Will take a deeper look here, but have the feeling that something is a bit inconsistent. Had the impression, that without restart the changes were somewhat done halfway (as basecurve and filmic) were applied. I would have expected that NO change would be done without restart …
Will play a bit more around and see if I can find a pattern here …

Thx, Martin

You may be right but then if you’re not restarting after making any of these changes then I suspect that any adverse or inconsistent consequences should be unsupported.

I saw the “needs a restart” in the tooltip but I misinterpreted it. I thought that it refers to “display referred” only. Perhaps putting “needs a restart” on top of the tooltip could make things clearer.

Did I ask to get such supported? But I think that such inconsistent behavior is for sure not something you want to see in a software. So if it can be omitted it should be. That’s why I asked for other experiences before filing a bug here.

Even after relaunching, I did come across an old image that, when opened, had both filmic and base curve applied. I assume that it already had base curve enabled previously and that exposure+filmic were applied on top because of having selected the scene-referred workflow.

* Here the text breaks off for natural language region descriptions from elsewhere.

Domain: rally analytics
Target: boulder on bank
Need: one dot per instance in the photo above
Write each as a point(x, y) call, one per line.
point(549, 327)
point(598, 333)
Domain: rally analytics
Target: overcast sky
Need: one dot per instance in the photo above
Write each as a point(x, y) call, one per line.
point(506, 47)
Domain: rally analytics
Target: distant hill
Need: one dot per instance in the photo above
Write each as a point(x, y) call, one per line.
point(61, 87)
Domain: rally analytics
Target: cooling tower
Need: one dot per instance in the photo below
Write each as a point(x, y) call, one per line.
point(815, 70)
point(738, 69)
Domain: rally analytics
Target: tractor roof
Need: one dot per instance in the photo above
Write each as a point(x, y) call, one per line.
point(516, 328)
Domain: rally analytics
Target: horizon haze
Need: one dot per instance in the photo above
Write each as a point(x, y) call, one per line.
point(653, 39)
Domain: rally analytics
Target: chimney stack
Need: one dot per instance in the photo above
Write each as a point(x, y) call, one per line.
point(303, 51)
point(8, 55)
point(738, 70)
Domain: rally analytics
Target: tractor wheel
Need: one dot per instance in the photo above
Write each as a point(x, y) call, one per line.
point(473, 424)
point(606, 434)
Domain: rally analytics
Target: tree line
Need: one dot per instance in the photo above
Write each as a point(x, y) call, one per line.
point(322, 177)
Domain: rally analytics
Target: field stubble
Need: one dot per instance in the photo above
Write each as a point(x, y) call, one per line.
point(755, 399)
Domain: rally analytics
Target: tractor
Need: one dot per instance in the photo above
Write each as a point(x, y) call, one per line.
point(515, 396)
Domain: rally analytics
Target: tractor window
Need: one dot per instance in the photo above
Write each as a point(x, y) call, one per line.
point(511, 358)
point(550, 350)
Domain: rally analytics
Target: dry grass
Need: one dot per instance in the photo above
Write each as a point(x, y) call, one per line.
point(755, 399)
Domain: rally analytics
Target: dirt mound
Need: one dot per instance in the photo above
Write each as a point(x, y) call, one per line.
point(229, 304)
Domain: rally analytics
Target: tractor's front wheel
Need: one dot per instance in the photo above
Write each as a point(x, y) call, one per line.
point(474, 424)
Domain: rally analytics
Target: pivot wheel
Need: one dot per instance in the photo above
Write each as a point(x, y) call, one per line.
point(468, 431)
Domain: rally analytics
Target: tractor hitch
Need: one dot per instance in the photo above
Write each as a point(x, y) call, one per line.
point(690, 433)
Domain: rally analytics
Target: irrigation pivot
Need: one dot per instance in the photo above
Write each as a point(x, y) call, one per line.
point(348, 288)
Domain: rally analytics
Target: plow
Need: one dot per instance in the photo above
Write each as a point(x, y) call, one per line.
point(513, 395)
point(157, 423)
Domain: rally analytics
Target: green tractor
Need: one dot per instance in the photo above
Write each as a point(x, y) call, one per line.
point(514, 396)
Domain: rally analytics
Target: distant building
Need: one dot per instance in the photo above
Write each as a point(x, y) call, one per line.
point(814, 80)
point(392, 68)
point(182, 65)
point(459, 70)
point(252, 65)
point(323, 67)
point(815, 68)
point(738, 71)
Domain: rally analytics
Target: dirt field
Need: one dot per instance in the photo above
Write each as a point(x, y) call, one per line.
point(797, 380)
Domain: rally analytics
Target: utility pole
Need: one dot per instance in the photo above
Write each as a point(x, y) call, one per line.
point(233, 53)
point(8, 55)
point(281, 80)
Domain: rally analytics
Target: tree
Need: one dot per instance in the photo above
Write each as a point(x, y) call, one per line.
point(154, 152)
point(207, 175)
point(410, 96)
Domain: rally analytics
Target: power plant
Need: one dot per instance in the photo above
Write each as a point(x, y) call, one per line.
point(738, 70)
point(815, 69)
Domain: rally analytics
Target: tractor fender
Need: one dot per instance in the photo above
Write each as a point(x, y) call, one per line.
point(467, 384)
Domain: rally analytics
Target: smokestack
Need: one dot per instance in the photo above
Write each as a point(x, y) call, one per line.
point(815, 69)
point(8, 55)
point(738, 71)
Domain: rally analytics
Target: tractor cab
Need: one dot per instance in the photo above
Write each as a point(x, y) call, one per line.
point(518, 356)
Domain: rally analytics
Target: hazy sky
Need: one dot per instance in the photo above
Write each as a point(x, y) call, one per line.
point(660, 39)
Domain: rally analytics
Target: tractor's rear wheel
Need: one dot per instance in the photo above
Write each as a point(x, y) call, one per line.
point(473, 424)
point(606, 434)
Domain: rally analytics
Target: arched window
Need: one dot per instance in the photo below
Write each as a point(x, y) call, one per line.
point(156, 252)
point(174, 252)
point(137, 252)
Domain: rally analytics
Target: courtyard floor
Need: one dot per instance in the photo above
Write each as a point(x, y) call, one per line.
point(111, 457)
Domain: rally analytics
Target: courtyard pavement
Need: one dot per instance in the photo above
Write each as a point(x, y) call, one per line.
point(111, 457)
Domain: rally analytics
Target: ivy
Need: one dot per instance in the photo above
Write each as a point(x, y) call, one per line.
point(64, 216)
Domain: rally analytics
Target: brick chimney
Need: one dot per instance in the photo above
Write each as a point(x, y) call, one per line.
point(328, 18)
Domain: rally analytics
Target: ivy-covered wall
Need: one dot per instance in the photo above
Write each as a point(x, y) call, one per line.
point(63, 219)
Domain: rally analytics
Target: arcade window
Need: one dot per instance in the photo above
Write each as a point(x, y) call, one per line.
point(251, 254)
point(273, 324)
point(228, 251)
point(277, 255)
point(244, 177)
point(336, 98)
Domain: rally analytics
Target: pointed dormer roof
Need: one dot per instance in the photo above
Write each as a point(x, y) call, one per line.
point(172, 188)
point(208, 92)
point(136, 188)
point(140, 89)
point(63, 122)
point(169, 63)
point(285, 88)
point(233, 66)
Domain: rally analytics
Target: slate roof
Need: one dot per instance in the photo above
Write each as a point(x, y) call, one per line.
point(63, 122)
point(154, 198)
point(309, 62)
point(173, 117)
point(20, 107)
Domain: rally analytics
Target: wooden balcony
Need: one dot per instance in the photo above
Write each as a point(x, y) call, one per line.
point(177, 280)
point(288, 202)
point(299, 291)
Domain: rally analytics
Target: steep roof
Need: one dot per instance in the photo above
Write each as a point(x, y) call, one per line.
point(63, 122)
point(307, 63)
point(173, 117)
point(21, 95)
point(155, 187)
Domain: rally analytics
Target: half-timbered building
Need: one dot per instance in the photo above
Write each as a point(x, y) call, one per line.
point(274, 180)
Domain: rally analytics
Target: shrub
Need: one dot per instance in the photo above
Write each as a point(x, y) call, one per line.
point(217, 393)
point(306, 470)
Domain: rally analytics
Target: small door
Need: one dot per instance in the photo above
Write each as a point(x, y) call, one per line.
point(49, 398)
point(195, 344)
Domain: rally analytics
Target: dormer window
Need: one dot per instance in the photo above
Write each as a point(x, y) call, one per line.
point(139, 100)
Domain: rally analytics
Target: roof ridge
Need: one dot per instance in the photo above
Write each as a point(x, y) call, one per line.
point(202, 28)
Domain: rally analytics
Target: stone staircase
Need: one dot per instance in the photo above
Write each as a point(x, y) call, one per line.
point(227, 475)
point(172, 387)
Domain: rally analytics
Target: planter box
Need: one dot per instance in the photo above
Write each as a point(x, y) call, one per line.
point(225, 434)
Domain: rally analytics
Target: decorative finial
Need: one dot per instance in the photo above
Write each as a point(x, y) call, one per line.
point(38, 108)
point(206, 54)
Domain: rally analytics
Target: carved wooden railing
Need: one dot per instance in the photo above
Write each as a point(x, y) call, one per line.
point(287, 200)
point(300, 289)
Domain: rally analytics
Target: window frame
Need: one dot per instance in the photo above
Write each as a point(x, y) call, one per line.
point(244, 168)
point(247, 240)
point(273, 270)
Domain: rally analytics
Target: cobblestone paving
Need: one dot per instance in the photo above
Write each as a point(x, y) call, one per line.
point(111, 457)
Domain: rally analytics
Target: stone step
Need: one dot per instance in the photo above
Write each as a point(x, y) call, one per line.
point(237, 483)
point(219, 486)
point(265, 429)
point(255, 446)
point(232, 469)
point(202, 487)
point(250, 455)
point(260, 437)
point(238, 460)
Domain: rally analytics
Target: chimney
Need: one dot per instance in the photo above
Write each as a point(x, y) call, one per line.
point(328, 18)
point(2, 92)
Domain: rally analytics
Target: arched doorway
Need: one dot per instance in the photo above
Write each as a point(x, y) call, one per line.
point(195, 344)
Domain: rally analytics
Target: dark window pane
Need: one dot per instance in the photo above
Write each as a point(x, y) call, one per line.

For now, I will personally select “none” for “auto-apply pixel workflow defaults” and enable filmic manually to ensure consistency.

(Also, I am not sure that I see why exposure is automatically applied with +1 EV specifically. That seems to assume that middle grey falls at a specific raw level below sensor saturation (3.5 stops, right?), but there is no reason for that to be the case, and using in-camera metering, that’s going to vary a lot from camera to camera. Apparently, some Panasonic cameras even have negative highlight headroom, meaning that if you expose for a 18 % reflectance card, then 100 % is already beyond sensor saturation.)

Makes sense

Depends what version of master you are running. This shouldn’t happen on current master - the filmic and exposure defaults should only be auto-applied for a new image or when you discard your history.

No. I was just making the point that there’s not much point investigating it.